Normalmente asociamos el calor con la felicidad, el descanso de verano y de semana santa, convivir comiendo un helado o bebiendo una cerveza helada, la playa, los niños corriendo vestidos de blanco con guirnaldas de flores y sandalias sobre un luminoso campo de margaritas, aquellos dibujos con el sol sonriendo, en fin el idilio y el placer.

Al retirar esta romántica postal de mi vista para observar la realidad, me encuentro con un ventilador que ya no da de sí y que tan solo agita un aire cada vez más viciado y caliente, comida que se echa a perder a velocidades astronómicas, personas de mal humor, cansadas todo el tiempo incapaces de encontrar ropa adecuada para llevar a cabo sus actividades sin perder la dignidad por descubiertos o el conocimiento por un golpe de calor, perros que se tuestan sus patitas con un asfalto con potencial para cocinar un huevo. Mañanas pegajosas, mosquitos que zumban cerca de los oídos antes o después de robar tu sangre, camas que se convierten en comales, bebidas refrescantes que en minutos parecen caldos espesos. Todo luce más apocalíptico que agradable.

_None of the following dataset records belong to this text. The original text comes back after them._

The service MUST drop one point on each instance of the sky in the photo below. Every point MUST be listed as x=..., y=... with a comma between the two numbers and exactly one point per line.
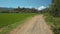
x=25, y=3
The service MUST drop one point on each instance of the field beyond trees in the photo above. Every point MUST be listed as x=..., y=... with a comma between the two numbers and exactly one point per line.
x=9, y=21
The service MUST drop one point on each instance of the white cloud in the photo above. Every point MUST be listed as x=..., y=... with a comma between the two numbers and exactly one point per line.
x=41, y=7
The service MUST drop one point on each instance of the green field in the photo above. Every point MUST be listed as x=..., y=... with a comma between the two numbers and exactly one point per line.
x=54, y=22
x=9, y=21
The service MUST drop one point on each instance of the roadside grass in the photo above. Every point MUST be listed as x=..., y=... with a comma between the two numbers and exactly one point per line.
x=54, y=22
x=9, y=21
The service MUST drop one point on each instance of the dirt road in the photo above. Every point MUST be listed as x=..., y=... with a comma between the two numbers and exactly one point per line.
x=36, y=25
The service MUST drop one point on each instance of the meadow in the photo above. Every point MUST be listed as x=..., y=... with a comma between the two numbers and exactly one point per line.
x=9, y=21
x=54, y=22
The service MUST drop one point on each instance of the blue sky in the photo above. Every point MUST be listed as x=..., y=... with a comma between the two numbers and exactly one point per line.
x=24, y=3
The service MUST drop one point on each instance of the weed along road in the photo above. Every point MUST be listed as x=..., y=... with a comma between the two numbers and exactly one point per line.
x=36, y=25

Regresando al tema de la felicidad, entendiendo ésta como un mandato moderno que casi siempre se encuentra ligado al consumo y a la realización a través de cumplir con una check list de objetivos y de victorias competitivas, encuentro el punto necesario para que este laberinto vaya más allá de ser un desahogo contra el bochorno que estamos viviendo y transmutarlo en una sudorosa reflexión: esta ola de calor es consecuencia, entre otros fenómenos climáticos, de este modelo de fabricación y de consumo que está acabando con el planeta para producir cosas que no necesitamos y esto es visto desde el más simple punto de vista ambientalista.
Pero todavía queda más, lo insoportable de esta situación, lo improductivo, lo cansado, las dificultades que enfrentamos para dormir y para comer, lo desigual que es vivirlo desde una casita con un techo de lámina que desde un penthouse con aire acondicionado, lo desesperante que es tener que seguir con la cotidianeidad y la producción a pesar del riesgo y el dolor que ello representa, es a fin de cuentas un reflejo cruel y descarnado del mismo sistema económico al que estamos sujetos.
El calor sólo es agradable si contamos con las mínimas condiciones para disfrutarlo, tiempo libre, dinero para un helado, una cerveza o un viaje a la playa, libertad para no tener que vestir traje y zapatos, además por tiempo limitado, para resto, que son la mayoría solo quedan las soluciones que venden a los problemas que ellos mismos generaron, como los ventiladores de mano que ahora he visto tanto en el metro. Todo se resume en una sola palabra: insostenible.